CAM Investment Grade Weekly Insights
What a difference a few days makes. The investment grade credit market, like equities, went out with a whimper last week. On Monday, with the stimulus package in limbo, a deluge of supply pushed spreads out to their widest levels of the year, and the Bloomberg Barclays Corporate Index closed at 373. The next few days saw a much improved tone, and even in the face of a historically large primary calendar, spreads ratcheted in 71 basis points to close Thursday at 302. To put this 71 basis point move into context, it was larger than the yearly range of the corporate index for each of the preceding three years, and it took only three days; truly a stunning reversal. Even with the improved tone, through Thursday, the index was down -5.96% year-to-date while the S&P 500 was down -18.21%.
The primary market continues to bustle with activity and through Thursday it easily smashed the record for its busiest week in history. $98.9 billion had priced through Thursday eclipsing the previous weekly record of $74.8 billion, according to data compiled by Bloomberg. There are several deals in the market as we go to print on Friday morning which will push the final weekly total north of $100 billion. The bulk of the issuance this week was from highly rated issuers with “A” credit ratings but we started to see some BAA-rated issuers get into the mix as the week wore on. There is one lower quality BAA issuer in the market on Friday morning which is really the first of its kind in recent weeks so we will get an idea about how the market feels about lending to more challenged credit stories.
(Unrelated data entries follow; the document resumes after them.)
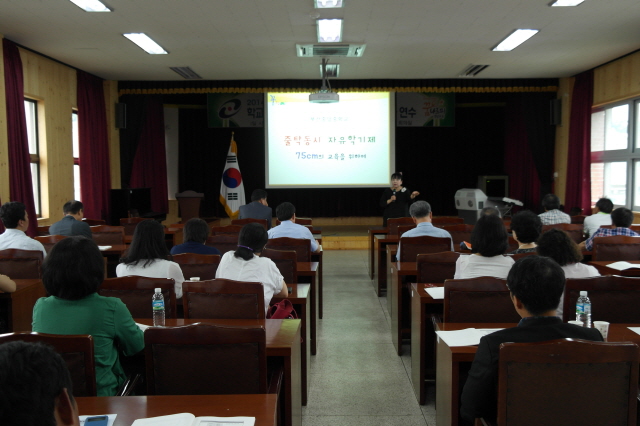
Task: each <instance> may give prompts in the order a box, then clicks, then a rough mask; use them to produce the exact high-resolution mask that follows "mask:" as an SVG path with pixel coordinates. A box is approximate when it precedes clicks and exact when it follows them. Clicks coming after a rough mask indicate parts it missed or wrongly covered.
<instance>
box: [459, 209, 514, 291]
mask: <svg viewBox="0 0 640 426" xmlns="http://www.w3.org/2000/svg"><path fill="white" fill-rule="evenodd" d="M507 248H509V236H508V235H507V229H506V228H505V227H504V222H502V219H500V217H498V216H496V215H485V216H480V219H478V222H476V226H474V228H473V231H472V232H471V253H473V254H467V255H464V254H463V255H460V257H458V260H457V261H456V273H455V275H454V276H453V278H454V279H463V278H476V277H496V278H502V279H504V278H507V274H508V273H509V270H510V269H511V266H512V265H513V259H512V258H511V256H504V253H505V252H506V251H507Z"/></svg>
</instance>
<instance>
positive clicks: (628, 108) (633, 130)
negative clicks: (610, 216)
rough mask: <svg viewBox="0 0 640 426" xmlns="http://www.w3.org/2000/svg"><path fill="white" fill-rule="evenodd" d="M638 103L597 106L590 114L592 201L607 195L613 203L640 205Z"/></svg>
mask: <svg viewBox="0 0 640 426" xmlns="http://www.w3.org/2000/svg"><path fill="white" fill-rule="evenodd" d="M639 105H640V99H634V100H630V101H625V102H621V103H618V104H614V105H608V106H606V107H603V108H599V109H597V110H594V112H593V114H592V115H591V203H592V204H595V203H596V201H598V199H599V198H601V197H607V198H610V199H611V201H613V204H614V205H616V206H624V207H629V208H632V209H634V210H637V209H638V208H640V139H639V138H638V135H637V127H638V126H637V125H636V124H637V123H639V122H640V108H639ZM633 117H635V120H634V119H633ZM627 188H633V190H631V191H629V190H627Z"/></svg>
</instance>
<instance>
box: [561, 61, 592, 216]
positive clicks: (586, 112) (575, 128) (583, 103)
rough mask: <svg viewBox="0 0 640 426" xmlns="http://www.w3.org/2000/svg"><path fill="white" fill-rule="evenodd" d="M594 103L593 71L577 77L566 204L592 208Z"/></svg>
mask: <svg viewBox="0 0 640 426" xmlns="http://www.w3.org/2000/svg"><path fill="white" fill-rule="evenodd" d="M592 105H593V71H586V72H583V73H582V74H578V75H577V76H576V81H575V84H574V86H573V95H572V97H571V118H570V120H569V159H568V161H567V195H566V197H565V198H566V200H565V205H566V206H568V207H574V206H575V207H581V208H583V209H584V213H585V214H589V212H590V209H591V147H590V142H591V107H592Z"/></svg>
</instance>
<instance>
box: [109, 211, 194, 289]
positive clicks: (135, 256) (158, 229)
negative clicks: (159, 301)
mask: <svg viewBox="0 0 640 426" xmlns="http://www.w3.org/2000/svg"><path fill="white" fill-rule="evenodd" d="M167 257H169V250H168V249H167V245H166V244H165V242H164V228H163V227H162V225H161V224H160V222H156V221H155V220H144V221H142V222H140V223H139V224H138V225H137V226H136V230H135V231H133V239H132V240H131V245H130V246H129V249H128V250H127V252H126V253H125V255H124V257H123V258H122V259H120V264H119V265H118V266H117V267H116V275H117V276H118V277H126V276H128V275H138V276H141V277H149V278H173V279H174V281H175V290H176V298H178V299H180V298H181V297H182V283H183V282H184V275H183V274H182V269H180V265H178V264H177V263H176V262H172V261H170V260H167Z"/></svg>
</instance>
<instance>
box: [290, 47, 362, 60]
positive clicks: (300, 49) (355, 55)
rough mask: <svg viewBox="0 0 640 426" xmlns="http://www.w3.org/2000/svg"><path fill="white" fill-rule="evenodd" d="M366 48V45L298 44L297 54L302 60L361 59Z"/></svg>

Investment grade credit was hit with major outflows for the fourth consecutive week. Flows for the week of March 19-25 were -$43.3bln according to data compiled by Wells Fargo. The four week total was nearly -$100bln. Year-to-date flows are now negative to the tune of -$28bln. We would like to think that with an improved tone that many of the panic sellers and leveraged fast money has exited a space that is more suited for strategic permanent capital. Improving flows can only help to further strengthen the tone in the credit markets.